Experimental results of entropy fusion of real damage D1 + D2 + D3

4.4 Model comparison

As shown in Table 19, in order to verify the performance of the proposed method, we selected existing models from recent years for comparison. In bearing fault diagnosis, the most classic CWRU dataset is used as the dataset for model comparison. The comparison results indicate that the proposed model can identify bearing faults with higher accuracy when the training and testing data are the same as other literature. In addition, while maintaining the same level of accuracy, less data is used.

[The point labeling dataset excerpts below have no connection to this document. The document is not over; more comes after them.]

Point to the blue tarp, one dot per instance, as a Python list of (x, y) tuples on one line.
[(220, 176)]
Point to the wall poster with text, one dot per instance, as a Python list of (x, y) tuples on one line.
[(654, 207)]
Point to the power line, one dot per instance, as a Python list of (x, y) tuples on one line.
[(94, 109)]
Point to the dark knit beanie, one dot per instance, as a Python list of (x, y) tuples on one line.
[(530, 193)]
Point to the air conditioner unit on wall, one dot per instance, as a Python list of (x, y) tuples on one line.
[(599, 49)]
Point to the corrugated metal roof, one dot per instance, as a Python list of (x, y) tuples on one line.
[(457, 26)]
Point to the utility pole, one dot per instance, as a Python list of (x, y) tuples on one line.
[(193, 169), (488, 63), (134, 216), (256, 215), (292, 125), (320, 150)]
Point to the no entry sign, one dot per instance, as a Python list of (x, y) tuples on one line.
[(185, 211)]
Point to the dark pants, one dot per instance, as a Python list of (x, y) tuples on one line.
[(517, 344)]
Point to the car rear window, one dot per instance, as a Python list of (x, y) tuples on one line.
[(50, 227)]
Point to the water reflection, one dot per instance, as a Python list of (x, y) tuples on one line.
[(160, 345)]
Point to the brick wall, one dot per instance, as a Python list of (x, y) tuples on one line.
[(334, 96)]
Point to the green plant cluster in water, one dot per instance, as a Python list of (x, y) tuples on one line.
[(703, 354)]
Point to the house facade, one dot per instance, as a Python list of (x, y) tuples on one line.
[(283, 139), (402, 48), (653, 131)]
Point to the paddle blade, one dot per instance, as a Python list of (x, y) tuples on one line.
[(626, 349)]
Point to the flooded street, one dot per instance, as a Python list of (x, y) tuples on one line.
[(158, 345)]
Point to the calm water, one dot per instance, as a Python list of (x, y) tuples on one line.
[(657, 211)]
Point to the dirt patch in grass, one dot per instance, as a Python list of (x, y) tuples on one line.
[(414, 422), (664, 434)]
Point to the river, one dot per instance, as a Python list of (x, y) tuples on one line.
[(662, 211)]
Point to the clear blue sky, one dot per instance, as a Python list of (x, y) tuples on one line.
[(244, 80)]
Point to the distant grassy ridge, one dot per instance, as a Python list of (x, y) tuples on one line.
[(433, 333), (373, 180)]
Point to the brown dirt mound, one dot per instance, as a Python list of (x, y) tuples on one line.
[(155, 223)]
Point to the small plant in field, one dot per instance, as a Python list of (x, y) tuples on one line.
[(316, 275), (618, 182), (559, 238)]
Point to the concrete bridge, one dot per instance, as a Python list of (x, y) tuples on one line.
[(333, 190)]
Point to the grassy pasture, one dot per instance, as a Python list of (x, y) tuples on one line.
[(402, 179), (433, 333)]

Table 19 Comparison of the proposed model with other models in the literature

5 Conclusions

A bearing fault diagnosis method WHO-VMD-CCWT-EFF based on signal denoising and feature fusion is proposed to address the issues of low accuracy in traditional methods and the need for a large number of data samples in deep learning methods. This paper focuses on two aspects of bearing fault signal denoising and feature extraction. In order to verify the effectiveness and stability of the model, the CWRU dataset and Paderborn dataset are used for various single and multiple working experiments. The experimental results show that WHO-VMD-CCWT-EFF exhibits superior performance in both single and multiple working conditions when the training data of both datasets are small. The following experimental results confirm this conclusion.

  1. (1)

    The WHO-VMD-CCWT-EFF model can accurately identify the fault status of bearings. It can be proved by the fact that experiments on the CWRU dataset and the Paderborn dataset (12 single operating conditions and 30 multiple operating conditions) achieve over 99% accuracy.

  2. (2)

    In the Paderborn dataset, when the ratio of training samples to test samples is 1:9, the difference between real and artificial damage is 0.02% -1.44%. This indicates that even under small sample experimental conditions, the model has good stability and generalization ability.

  3. (3)

    The fusion entropy feature vector is an effective method for extracting bearing fault features. In the experiments on the CWRU dataset, in addition to the Fisher discriminator achieving an accuracy of over 98% in small samples, the accuracy of decision tree and SVM classification in small samples also reach over 93.5%, which proves this point.

  4. (4)

    Compared to the Paderborn dataset, the CWRU dataset performs better in the experiment. This indicates that differences in data from different devices can affect the performance of the model. Therefore, in the future, we will focus on researching cross equipment bearing fault diagnosis.